The second of his books is called Sha'arei HaAvoda (The Gates of Divine Service). It is based on the first book of Tanya, which outlines the specific divine service of the Beinoni (the "Average Man"; see the article on Tanya). It was in this book, and in Avodas HaLevi, that Rabbi Aharon systematized his approach to divine service: Rabbi Aharon emphasized the importance of heartfelt emotions as a tool of connecting with the Divine. He argued that, contrary to Rabbi Dovber Schneuri's position, cold and intellectual contemplation cannot lead to true self-nullification. Only by openly and emotionally desiring to cleave to God can one attain something approaching nullification before the Infinite (the highest goal of Chabad Chassidism). Rabbi Dovber, by contrast, called that approach a glorification of the self.

Rabbi Aharon's students compiled many of the oral discourses that Rabbi Aharon gave, and some of the discourses that he either wrote himself or transcribed from discourses given by Rabbi Shneur Zalman. That compilation is called Avodas HaLevi.

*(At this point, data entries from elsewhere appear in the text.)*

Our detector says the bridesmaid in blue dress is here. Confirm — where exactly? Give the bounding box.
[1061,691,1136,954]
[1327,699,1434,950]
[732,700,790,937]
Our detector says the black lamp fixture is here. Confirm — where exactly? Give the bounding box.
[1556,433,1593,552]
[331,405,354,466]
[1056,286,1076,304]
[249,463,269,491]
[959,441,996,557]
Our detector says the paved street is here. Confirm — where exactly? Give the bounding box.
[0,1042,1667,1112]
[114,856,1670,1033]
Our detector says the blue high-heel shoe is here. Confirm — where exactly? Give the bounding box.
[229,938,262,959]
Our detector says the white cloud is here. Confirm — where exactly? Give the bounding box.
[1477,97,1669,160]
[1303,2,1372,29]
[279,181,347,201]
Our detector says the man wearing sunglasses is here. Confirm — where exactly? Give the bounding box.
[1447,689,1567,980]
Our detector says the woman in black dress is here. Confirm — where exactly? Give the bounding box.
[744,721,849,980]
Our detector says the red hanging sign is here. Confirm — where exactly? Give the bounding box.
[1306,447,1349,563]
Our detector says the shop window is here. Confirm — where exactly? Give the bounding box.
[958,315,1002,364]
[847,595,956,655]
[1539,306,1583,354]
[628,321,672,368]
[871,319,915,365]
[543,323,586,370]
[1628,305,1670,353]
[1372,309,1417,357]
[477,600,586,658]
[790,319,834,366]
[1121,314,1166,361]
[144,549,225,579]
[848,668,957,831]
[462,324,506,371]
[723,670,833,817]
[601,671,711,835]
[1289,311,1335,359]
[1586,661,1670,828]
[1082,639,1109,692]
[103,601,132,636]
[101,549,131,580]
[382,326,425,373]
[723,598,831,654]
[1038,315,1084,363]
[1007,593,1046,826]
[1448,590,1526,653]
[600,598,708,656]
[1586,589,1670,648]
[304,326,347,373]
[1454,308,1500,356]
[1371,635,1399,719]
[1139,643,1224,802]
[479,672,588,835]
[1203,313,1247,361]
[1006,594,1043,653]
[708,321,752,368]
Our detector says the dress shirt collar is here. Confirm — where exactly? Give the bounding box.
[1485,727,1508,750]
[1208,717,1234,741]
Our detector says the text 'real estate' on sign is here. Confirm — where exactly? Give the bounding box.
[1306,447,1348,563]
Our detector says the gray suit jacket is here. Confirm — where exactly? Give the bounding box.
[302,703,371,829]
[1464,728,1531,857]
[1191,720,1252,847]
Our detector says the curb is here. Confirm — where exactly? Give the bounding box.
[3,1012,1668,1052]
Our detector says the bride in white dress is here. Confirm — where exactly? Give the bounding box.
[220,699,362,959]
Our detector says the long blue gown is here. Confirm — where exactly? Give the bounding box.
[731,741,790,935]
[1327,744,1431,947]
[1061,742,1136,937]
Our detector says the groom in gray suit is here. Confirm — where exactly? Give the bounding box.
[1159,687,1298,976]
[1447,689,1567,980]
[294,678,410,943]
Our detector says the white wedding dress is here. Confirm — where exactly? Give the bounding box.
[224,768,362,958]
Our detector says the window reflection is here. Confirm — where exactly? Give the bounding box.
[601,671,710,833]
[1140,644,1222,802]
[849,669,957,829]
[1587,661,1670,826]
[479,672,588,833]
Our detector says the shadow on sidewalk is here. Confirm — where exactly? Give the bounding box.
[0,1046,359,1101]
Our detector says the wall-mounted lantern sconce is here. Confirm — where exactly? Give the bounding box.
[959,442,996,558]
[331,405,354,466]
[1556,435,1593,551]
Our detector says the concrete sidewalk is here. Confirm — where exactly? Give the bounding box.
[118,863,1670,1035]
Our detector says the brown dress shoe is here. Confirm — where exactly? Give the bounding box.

While his books are not commonly studied within Chabad circles today, they are widely respected for their scholarly insights and broad scope. Furthermore, the Toldos Avraham Yitzchak Rebbe instructed his Chassidim to study Rabbi Aharon's books. The discourses constitute explanations of passages in the Torah, or concepts in Torah thought, in the light of his Chassidic outlook.

== The second Rebbe ==
After Rabbi Aharon died, his son, Rabbi Haim Raphael HaLevi ben Aaron of Staroselye (d. 1842), became rebbe in his place. However, the dynasty did not last into the next generation. Most chassidim of the Strashelye returned to Chabad-Lubavitch in the third generation, accepting Menachem Mendel Schneersohn as their rebbe.